Known as guttus, the unique vessel dates back about 2,400 years, when the “heel” of Italy was inhabited by the Messapian people, a tribal group who migrated from Illyria (a region in the western part of the Balkan peninsula) around 1000 B.C.
Featuring pointy ears and human-like eyes, the pig-shaped guttus featured terracotta rattles in its tummy to apparently encourage the baby to sleep after the meal.
The small terracotta pig is one of several rare objects found last May in Manduria, near Taranto in Puglia, when construction work exposed a Messapian tomb.
Cut into rock, the 8- by 4-foot tomb was decorated with ocher, red and blue bands.

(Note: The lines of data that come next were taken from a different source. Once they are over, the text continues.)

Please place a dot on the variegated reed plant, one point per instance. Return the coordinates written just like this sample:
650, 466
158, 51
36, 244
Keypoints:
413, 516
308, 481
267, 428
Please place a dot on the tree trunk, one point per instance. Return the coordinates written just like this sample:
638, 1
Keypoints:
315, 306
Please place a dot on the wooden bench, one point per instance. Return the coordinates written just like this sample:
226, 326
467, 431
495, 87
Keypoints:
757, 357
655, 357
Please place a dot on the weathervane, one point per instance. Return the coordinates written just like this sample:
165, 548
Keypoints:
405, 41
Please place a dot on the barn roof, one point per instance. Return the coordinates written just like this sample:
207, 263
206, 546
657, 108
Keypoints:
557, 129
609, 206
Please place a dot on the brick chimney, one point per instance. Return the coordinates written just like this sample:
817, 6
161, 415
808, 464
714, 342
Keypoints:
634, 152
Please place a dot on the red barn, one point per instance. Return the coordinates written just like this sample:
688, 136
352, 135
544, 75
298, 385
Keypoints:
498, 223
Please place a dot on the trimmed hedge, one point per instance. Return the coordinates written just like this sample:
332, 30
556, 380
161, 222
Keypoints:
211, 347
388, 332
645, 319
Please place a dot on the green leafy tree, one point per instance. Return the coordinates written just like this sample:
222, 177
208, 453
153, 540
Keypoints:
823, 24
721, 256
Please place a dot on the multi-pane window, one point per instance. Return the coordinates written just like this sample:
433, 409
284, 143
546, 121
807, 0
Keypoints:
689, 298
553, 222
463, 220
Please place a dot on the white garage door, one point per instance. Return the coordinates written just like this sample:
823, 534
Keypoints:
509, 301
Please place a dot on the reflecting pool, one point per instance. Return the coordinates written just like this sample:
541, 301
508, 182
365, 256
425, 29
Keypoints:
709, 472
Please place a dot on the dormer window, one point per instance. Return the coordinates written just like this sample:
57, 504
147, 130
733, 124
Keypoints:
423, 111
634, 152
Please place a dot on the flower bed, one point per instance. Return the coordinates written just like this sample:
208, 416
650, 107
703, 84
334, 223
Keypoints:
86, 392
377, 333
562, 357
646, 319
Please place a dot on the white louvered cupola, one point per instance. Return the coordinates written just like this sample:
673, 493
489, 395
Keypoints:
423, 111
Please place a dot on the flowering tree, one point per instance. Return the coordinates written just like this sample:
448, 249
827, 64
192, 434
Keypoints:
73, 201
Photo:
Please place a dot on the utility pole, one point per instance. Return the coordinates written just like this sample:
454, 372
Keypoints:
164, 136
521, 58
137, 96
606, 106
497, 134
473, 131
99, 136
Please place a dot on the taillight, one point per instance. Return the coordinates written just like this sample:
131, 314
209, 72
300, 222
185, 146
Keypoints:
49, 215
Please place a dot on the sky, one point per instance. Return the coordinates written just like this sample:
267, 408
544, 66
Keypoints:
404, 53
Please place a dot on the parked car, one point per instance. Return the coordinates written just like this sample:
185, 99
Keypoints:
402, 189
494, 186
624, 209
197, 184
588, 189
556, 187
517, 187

It contained the remains of two individuals — in line with the Messapian custom of burying family members together in the same grave.
“We found some skeletal remains piled in an angle. Other remains, related to a later burial, occupied the entire tomb,” archaeologist Arcangelo Alessio of the Archaeological Superintendency of Puglia, told Discovery News
Alessio and his team recovered about 30 funerary objects, which have now been cleaned and restored. They included jars, plates, lamps, ointment vases, three baby feeding vessels and two terracotta statuettes depicting female subjects.
Objects such as a black painted basin and an iron blade of a knife suggest a male burial, while a strong clue for a female burial came from a special Messapian pottery vase called trozzella. Featuring four little wheels at the tops of its handle, versions of the vase are often found in the graves of Messapian women.
“Analysis of the funerary objects and their context suggest that the two burials followed one another in the Hellenistic period, between the end of the fourth and the third-second centuries B.C.,” Alessio said.
The presence of three feeding vessels would point to a third burial, possibly belonging to a newborn girl, as suggested by the two terracotta statuettes found in the tomb. Indeed, these sculptures were often placed in burials of young girls.